A Palma de Ouro é do Irã, mas a vitória é do Brasil

'O Agente Secreto' de Kleber Mendonça Filho, sai do Festival de Cannes com três prêmios: mehor direção, melhor ator e Prêmio da Crítica

Por Rodrigo Fonseca | Especial para o Correio da Manhã

O Agente Secreto

Em meio à comemoração da dupla vitória brasileira em Cannes com as láureas de Melhor Direção (Kleber Mendonça Filho) e Melhor Ator (Wagner Moura) para “O Agente Secreto”, o mais prestigioso festival do cinema mundial conferiu a Palma de Ouro de 2025 ao iraniano Jafar Panahi e seu “Un Simple Accident”. A menção de seu nome pelos lábios da atriz Juliette Binoche, a presidente do júri deste ano, simbolizou mais do que a excelência estética de uma história de revanchismo. O simbolismo central do resultado foi a liberdade. Aclamado por longas como “O Balão Branco” (1995) e “Táxi Teerã” (Urso de Ouro de 2015), Panahi foi alvo de toda a sorte de violências que o regime político de seu país foi capaz de perpetrar contra um artista. Ele foi censurado e preso, tendo feito greve de fome como reação. Seu belíssimo thriller narra um plano de vingança de um grupo de pessoas que foram torturadas a partir da ação de um agente de estado. Eles o capturam e submetem-no a um inquérito cercado de agressões. Até uma noiva em núpcias junta-se a esse ato.

Divulgação - 'Un Simple Accident', de Jafar Panahi: Palma de Ouro

“Esse filme nasceu de histórias que eu ouvi de presos como eu. Quando um estado prende um artista, ele não percebe que só faz alimentar sua imaginação”, disse Panahi na coletiva de imprensa do filme, que pode valer a ele nova reprimendas do Irã. “Eu sempre começo meus filmes com dinheiro do meu bolso, até ter algo pronto para poder mostrar e levantar o projeto. Meus amigos sempre pensam que uma hora eu vou desistir, mas só o que eu sei fazer na vida é filmar”.

Em 2010, Juliette Binoche estava em Cannes quando soube que Panahi se recusava a comer a fim de fazer com que seus governantes parassem de censurar artesãos autorais. Ela chorou com a notícia, em público. Premiar “Um Simple Accident” foi sua forma de reagir, sem deixar de lado uma estratégia narrativa ousada, que flerta com códigos do cinema político dos anos 1960 e 70 (tipo Costa-Gavras).
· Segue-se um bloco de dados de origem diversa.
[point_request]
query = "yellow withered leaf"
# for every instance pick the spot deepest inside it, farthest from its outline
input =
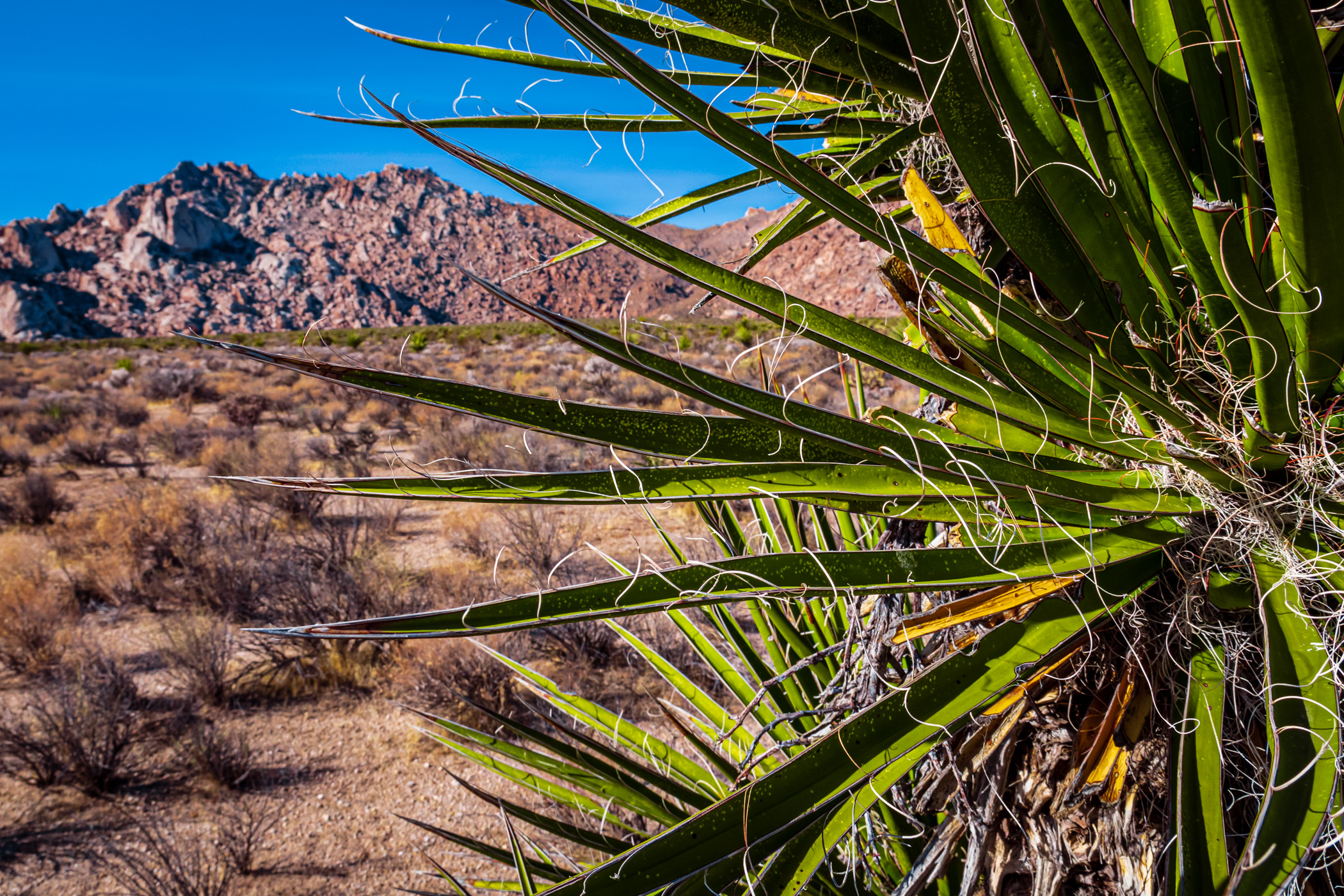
(979, 606)
(1117, 778)
(940, 230)
(1018, 692)
(807, 94)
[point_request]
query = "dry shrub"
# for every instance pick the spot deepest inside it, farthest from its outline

Jean Louis Hupe/FDC - Membros do júri e todos os premiados no encerramento do Festival de Cannes

Se de um lado a indignação reinou na entrega da Palma a Panahi e sua batalha pela democracia, do outro, o Brasil se afirmou no Palais des Festivals de Cannes pelas vias da invenção com o trabalho de Kleber Mendonça Filho, na parceria com Wagner Moura. Ambientado em 1977, em plena ditadura militar, no governo Geisel, “O Agente Secreto” traz Wagner Moura no papel de um cientista, responsável por um laboratório numa universidade pública de Pernambuco, que pesquisa energia. Ao desagradar um representante da indústria com ligações com uma empresa de energia, ele passa a ser perseguido, sob a ameaça de morte. Chega ao ponto se abrigar numa pensão que é definida como um lar para refugiados. Mesmo nessa condição, ele almeja sair do país com seu filho pequeno, ajudado pelo sogro projecionista (Carlos Franscisco) e por uma célula de resistência ao Poder instaurado, que tem a misteriosa Elsa (Maria Fernanda Cândido) como operativa.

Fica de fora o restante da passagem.